La idea no me hacía ni pizca de gracia. Ya sé lo que ocurre en casos así. Se azora uno y se hace un lío. Entregaría el salvoconducto equivocado y acabaría fusilado por un rebelde sanguinario, o por uno de los partidarios de la Ley y el Orden a quienes veo de patrulla por las calles, con sombrero hongo, fumando en pipa y con la escopeta metida descuidadamente bajo el brazo. Además, ¿qué haría yo en Pretoria? ¿Admirar la arquitectura de los edificios de la Unión Sudafricana y escuchar el eco de los disparos, hechos en los alrededores de Johannesburgo? ¿Quedaría encerrado allá, Dios sabe cuánto tiempo? Tengo entendido que han volado la vía férrea ya. Y no es como si pudiera uno echar un trago tranquilamente allí, por añadidura. Hace dos días que proclamaron la ley marcial.

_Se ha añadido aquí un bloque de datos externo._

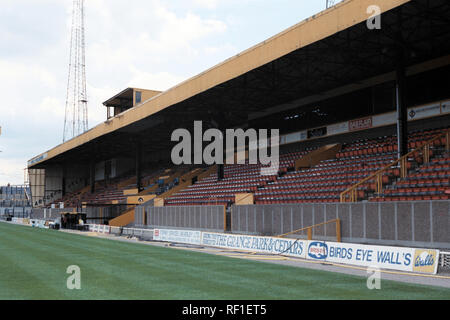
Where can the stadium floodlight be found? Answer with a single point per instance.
(76, 113)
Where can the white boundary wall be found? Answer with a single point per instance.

—Mi querido amigo —le contesté—; no parece usted darse cuenta de que he venido a estudiar la situación en el Rand. ¿Cómo diablos quiere que la estudie desde Pretoria? Agradezco su interés por mi seguridad; pero no se moleste por mí. Nada me sucederá.

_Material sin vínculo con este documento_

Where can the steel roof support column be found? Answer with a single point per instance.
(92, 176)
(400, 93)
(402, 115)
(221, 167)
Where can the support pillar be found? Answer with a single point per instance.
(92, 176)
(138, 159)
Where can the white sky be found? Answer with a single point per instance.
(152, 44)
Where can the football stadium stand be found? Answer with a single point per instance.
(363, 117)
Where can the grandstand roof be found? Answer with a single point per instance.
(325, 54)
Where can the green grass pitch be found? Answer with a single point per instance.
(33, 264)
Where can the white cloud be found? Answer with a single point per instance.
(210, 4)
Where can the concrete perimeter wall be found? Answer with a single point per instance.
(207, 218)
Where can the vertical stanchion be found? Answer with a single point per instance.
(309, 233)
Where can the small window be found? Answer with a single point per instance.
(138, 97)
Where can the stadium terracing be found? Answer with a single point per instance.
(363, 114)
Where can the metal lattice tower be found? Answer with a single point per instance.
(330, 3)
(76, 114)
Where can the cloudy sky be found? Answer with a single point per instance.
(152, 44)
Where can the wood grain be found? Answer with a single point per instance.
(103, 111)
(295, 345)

—Le advierto, sir Eustace, que la situación es seria.
—Si ayuno un poco, conservaré mejor la línea —respondí, con un suspiro.
Fuimos interrumpidos por la llegada de un telegrama con mi nombre. Lo leí con asombro:
«Anita sana y salva. Aquí conmigo en Kimberley. Susana Blair.»
No creo haber creído nunca en la aniquilación de Anita. Esa jovencita parece singularmente indestructible. Se parece a esas pelotas patentadas que da uno a los perros para que jueguen. Posee la extraordinaria facultad de reaparecer siempre con la sonrisa en los labios. Sigo sin comprender por qué tuvo necesidad de salir del hotel a medianoche para ir a Kimberley. De todas formas, tampoco había tren. Tendrá que haberse puesto un par de alas de ángel y haber volado hasta allí. Y no supongo que llegue a explicármelo nunca. Nadie da explicaciones, por lo menos a mí. Siempre tengo que adivinar las cosas. Y resulta monótono cuando tiene uno que estar haciendo siempre lo mismo. Con toda seguridad, ello obedecerá a las exigencias del periodismo. «Cómo salté en bote las cataratas», por Nuestra Enviada Especial.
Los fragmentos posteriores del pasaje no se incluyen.